Age of Wonder
Age of Wonder
From the Library of Jay Michael Haft
Lot Closed
December 9, 08:13 PM GMT
Estimate
2,000 - 4,000 USD
Lot Details
Description
From the Library of Jay Michael Haft
Kierkegaard, Søren Aabye
Enten-eller: et Livs Fragment. Copenhagen: C.A. Reitzel, 1843
2 vols, 8vo (190 x 121mm). Half-titles present; very occasional faint spots, otherwise a clean copy. Modern blue half morocco, gilt. Cloth case.
First edition of Kierkegaard's seminal work on ethics and aesthetics in daily life.
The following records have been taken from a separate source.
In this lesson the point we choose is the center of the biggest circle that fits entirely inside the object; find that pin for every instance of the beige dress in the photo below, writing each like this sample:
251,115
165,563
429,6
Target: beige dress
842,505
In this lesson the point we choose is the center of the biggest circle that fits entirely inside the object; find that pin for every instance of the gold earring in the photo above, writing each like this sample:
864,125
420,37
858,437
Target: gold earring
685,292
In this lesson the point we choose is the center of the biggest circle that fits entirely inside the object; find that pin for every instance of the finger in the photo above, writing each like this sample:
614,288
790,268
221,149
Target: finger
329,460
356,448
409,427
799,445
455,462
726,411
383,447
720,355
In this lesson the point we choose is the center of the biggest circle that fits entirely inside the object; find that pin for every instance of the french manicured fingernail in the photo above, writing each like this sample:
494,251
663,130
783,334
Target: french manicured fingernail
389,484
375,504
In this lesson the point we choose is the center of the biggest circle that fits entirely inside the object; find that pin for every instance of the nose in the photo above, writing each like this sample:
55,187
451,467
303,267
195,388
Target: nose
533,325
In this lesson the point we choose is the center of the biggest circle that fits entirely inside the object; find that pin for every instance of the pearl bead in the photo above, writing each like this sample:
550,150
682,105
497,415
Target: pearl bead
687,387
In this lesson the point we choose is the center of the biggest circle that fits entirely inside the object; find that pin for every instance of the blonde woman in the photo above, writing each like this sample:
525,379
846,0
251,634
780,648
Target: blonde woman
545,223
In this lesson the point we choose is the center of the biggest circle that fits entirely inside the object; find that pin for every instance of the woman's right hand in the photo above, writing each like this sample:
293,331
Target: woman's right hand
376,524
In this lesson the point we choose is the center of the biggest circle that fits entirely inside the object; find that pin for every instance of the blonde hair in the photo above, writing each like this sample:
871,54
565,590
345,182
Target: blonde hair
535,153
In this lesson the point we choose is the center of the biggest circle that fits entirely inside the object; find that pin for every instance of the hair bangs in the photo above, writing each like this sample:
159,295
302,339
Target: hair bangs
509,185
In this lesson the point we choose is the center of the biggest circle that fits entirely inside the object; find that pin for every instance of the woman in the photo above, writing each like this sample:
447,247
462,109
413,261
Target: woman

Published under the pseudonym Victor Eremita (i.e., the victorious hermit), Enten-eller is “a curious bundle of papers, essays, semi-dialogues and notes, seemingly ill-assorted, but in fact dialectically arranged. As a thinker, Kierkegaard had to wait for the twentieth-century to find his audience; he is now generally considered to be, however eccentric, one of the most important Christian philosophers" (PMM 314).
Søren Kierkegaard took issue with totalizing accounts of human nature, arguing in Enten-eller and elsewhere that science was threatening to become an obstacle to human development. The philosopher believed that in an age rapidly becoming defined by science, imposing seemingly abstract theories of human nature and reality could potentially deny the complexities inherent to each. Faith—which to Kierkegaard was essential to a flourishing human life—is predicated on unknowability, and the scientific advance of the period promised to unveil the mysteries of the universe.